Mit genügend handwerklichem Geschick lassen sich viele Arbeiten selbst professionell ausführen, beispielsweise um eine erhöhte Wärmedämmung zum Einsparen von Energiekosten zu erzielen. Für die professionelle Durchführung, die bei einem großen Projekt mit der Aufnahme eines Kredits einhergeht, sollten die Fördermöglichkeiten durch die KFW und andere offizielle Stellen nicht übersehen werden.

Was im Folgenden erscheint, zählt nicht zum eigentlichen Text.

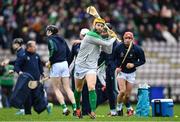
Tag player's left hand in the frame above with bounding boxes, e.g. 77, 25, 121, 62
126, 63, 134, 69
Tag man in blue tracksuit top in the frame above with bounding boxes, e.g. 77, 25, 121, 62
14, 41, 47, 114
101, 23, 119, 116
114, 32, 146, 116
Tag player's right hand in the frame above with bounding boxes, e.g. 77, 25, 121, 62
45, 61, 51, 69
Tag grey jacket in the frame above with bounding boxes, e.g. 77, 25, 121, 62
75, 35, 116, 69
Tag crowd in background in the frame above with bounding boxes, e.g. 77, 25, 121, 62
0, 0, 180, 49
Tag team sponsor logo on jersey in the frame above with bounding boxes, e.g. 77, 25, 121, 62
27, 56, 30, 60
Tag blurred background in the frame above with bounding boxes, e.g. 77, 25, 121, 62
0, 0, 180, 107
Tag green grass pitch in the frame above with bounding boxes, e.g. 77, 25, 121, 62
0, 104, 180, 122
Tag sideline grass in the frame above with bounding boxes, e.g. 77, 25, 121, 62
0, 104, 180, 122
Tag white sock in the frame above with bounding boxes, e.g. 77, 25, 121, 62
117, 103, 123, 111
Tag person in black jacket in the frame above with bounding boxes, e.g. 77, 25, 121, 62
114, 32, 145, 116
46, 25, 76, 115
11, 41, 48, 114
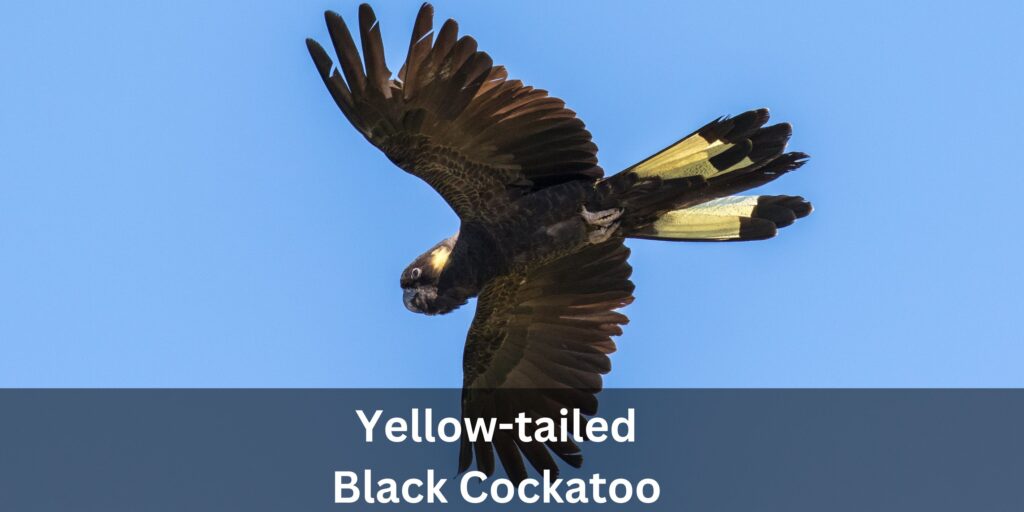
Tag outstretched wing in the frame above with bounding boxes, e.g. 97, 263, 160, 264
306, 4, 603, 220
459, 240, 633, 481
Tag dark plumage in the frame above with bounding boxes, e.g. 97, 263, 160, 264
306, 4, 811, 480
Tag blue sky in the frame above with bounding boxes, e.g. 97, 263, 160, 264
0, 1, 1024, 387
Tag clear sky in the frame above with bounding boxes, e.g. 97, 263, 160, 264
0, 0, 1024, 387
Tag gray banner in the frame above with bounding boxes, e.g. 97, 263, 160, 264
0, 389, 1024, 512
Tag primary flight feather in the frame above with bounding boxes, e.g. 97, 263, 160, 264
306, 4, 811, 480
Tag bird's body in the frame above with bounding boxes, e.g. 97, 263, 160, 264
307, 4, 811, 479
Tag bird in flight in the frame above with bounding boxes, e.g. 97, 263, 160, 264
306, 4, 811, 481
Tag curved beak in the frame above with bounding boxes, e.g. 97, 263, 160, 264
401, 288, 420, 313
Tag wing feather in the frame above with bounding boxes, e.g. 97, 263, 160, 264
459, 241, 633, 480
306, 4, 603, 220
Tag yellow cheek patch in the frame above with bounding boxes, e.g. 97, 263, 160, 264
430, 247, 452, 272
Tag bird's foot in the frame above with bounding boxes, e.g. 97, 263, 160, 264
580, 207, 623, 227
587, 222, 618, 246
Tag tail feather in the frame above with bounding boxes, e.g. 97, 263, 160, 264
627, 196, 813, 242
599, 109, 811, 241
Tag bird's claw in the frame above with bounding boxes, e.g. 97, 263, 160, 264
580, 207, 623, 227
587, 223, 618, 246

Aktuelle Angebote für Sanierung und Instandsetzung nutzen
Beim Thema Haussanierung ist im Vorfeld eine Abklärung notwendig, welche Arbeiten in welchem Umfang Sinn ergeben. So sollte aus Kostengründen nicht notdürftig in bestimmte Maßnahmen investiert werden, bei denen eine Nachbesserung nach wenigen Jahren wieder absehbar ist. Dies gilt genauso bei der Frage, ob die Durchführung selbst gemeistert wird oder der Kontakt zu einem professionellen Fachbetrieb lohnenswerter ist.

Selbst wenn Sie mit einem Fachbetrieb zusammenarbeiten, ist der Erwerb von Baustoffen und Equipment auf eigene Kosten möglich. Über Onlineshops wie meinhausshop.de stehen Ihnen regelmäßig Angebote aus allen Bereichen des modernen Hausbaus zur Wahl, die bei der Kostenkontrolle für anstehende Bau- und Sanierungsprojekte helfen. Ein verlässlicher Handwerker wird sich nicht wehren, so erworbenes Material einzusetzen und berät häufig bei der Auswahl der geeigneten Ausstattung.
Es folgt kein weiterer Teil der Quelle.